(Le Nouveau Gabon) - Dans un arrêt rendu ce 5 avril 2022, la Cour d’appel de Paris a annulé la sentence rendue le 19 novembre 2019, par la Cour internationale d’arbitrage de la Chambre de commerce internationale sur l’affaire des marchés publics d’une valeur de près de 400 milliards de FCFA qui oppose l’État du Gabon au groupement Santullo-Sericom Gabon, détenu et géré par Guido Santullo jusqu’à son décès en août 2018.
Dans sa décision, l’instance d’arbitrage avait condamné la République gabonaise à payer à ce groupement 90 milliards de FCFA, représentant la dette liée à l’exécution de ces marchés passés entre 2010 et 2012, et 11 milliards de FCFA d’intérêts de retard, soit au total 101 milliards FCFA. Mais Libreville a introduit le 12 février 2020, devant la Cour d’appel de Paris, un recours en annulation de cette sentence.
Le Gabon estime en effet que ces marchés ont été surfacturés et obtenus par la corruption. Aussi la décision d’arbitrage permettait à Santullo-Sericom Gabon de profiter de ses activités délictueuses. La juridiction française d’appel vient donc de lui donner raison en annulant la sentence d’arbitrage. Elle condamne aussi ce groupement à payer à la République gabonaise une indemnité d’un montant de 80 000 euros (près de 52,5 millions de FCFA) et les dépens dont le montant n’a pas été communiqué.

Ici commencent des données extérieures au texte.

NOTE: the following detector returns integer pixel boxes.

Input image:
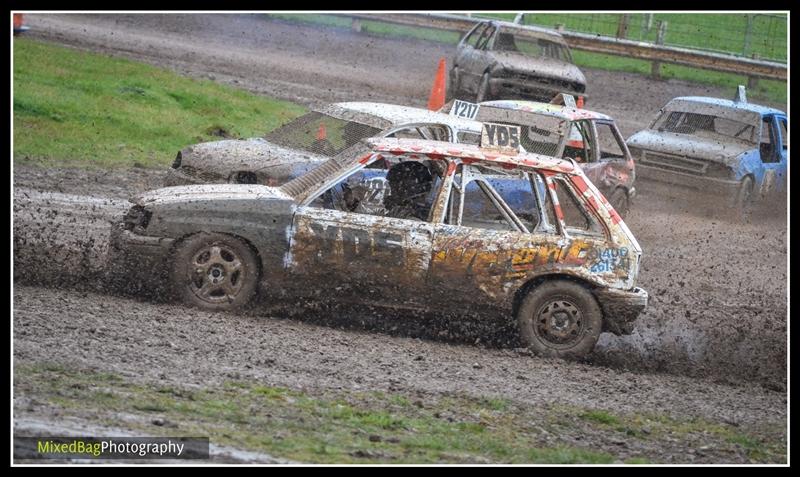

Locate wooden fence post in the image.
[617,13,631,38]
[650,20,667,79]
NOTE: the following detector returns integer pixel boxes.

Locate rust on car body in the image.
[114,138,647,354]
[448,20,586,102]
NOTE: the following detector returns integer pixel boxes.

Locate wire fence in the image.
[475,13,789,63]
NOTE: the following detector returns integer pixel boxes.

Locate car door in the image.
[428,165,565,310]
[285,155,444,305]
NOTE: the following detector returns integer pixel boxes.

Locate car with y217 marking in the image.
[112,138,647,357]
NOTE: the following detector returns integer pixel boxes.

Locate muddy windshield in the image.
[264,112,380,157]
[475,106,569,156]
[281,142,370,201]
[653,111,758,144]
[494,31,572,63]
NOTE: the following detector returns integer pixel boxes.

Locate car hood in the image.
[131,184,292,206]
[181,138,327,177]
[491,51,586,85]
[627,129,756,166]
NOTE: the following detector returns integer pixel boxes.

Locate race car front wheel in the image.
[517,280,603,359]
[171,233,259,311]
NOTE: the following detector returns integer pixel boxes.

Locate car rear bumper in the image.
[596,288,648,335]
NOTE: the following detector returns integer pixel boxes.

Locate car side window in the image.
[562,121,597,162]
[475,26,496,50]
[759,116,778,163]
[464,23,489,48]
[447,166,554,232]
[309,156,446,221]
[595,123,625,160]
[553,177,602,235]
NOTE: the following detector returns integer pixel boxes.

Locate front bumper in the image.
[108,224,175,280]
[596,287,648,335]
[164,166,228,187]
[489,77,586,102]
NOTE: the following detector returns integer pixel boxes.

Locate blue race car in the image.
[627,86,789,208]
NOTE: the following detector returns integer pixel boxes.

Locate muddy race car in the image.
[442,94,636,218]
[112,134,648,356]
[164,102,481,186]
[447,20,586,103]
[627,86,789,210]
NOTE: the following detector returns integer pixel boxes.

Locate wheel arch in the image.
[169,230,265,280]
[511,272,599,317]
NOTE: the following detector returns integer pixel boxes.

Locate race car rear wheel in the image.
[608,187,630,219]
[517,280,603,358]
[171,233,259,311]
[475,72,489,103]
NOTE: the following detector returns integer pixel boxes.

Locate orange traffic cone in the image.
[428,58,447,111]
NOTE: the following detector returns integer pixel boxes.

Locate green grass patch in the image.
[15,364,786,464]
[13,38,305,167]
[580,409,619,425]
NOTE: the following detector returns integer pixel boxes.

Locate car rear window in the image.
[264,112,380,157]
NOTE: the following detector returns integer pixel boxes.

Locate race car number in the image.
[481,123,520,154]
[450,99,480,119]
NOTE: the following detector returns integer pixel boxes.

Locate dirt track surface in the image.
[20,14,786,137]
[14,15,787,462]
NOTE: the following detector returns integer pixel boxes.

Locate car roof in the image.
[485,20,567,45]
[321,101,483,134]
[480,100,613,121]
[363,138,580,173]
[667,96,786,116]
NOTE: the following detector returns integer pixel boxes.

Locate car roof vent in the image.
[733,84,747,103]
[550,93,577,108]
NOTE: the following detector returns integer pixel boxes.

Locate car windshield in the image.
[264,112,380,157]
[494,31,572,63]
[653,111,758,144]
[475,106,569,156]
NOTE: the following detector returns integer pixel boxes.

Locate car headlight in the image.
[122,205,153,230]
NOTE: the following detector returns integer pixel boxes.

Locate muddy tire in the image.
[517,280,603,359]
[608,187,631,219]
[170,233,260,311]
[475,72,489,103]
[445,66,461,103]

Foultitude d’indices de corruption
Pour arriver à cette décision, la Cour s’appuie sur plusieurs éléments. D’abord, la juridiction a été intriguée par le fait que sept de ces marchés ont été signés par Magloire Ngambia soit comme ministre de l’Économie du Commerce, de l’Industrie et du Tourisme ou en qualité de ministre de la Promotion des Investissements, des Travaux publics, des Transports, de l’Habitat et du Tourisme, chargé de l’Aménagement du Territoire.
Ensuite, la Cour constate que l’ensemble de ces marchés a été conclu par voie d’ententes directes (sans appel d’offres ou de mise en concurrence) et pour des prix supérieurs à la moyenne pour des marchés comparables de 16% à 79%, selon une expertise réalisée par le cabinet Gauff et François Pinchon, président d’honneur de la compagnie des experts agréés auprès de la Cour de cassation française et expert judiciaire près de cette même Cour.
Enfin, le rapport de l’Agence nationale d’investigation financière gabonaise du 17 mai 2017, la note de la direction générale de l’économie et de la politique fiscale du Gabon du 2 août 2018, les témoignages de certains employés de Santullo-Sericom Gabon, des courriels, les relevés des comptes bancaires et l’ordonnance du 11 novembre 2021 de la procureure fédérale du ministère public de la Confédération helvétique ont fini par convaincre la Cour de ce que Magloire Ngambia avait signé ces marchés contre des rétrocommissions versées à la fois en espèce et en nature.
« Il ressort de l’ensemble de ces éléments un faisceau d’indices suffisamment graves, précis et concordants pour entacher la conclusion et l’exécution des marchés publics, auxquels la sentence arbitrale donne effet, de corruption. Dès lors, la reconnaissance et l’exécution de cette sentence en France, susceptibles d’avoir pour effet de faire bénéficier le groupement Santullo du produit d’activités frauduleuses, sont de nature à violer de manière caractérisée l’ordre public international », soutient la décision.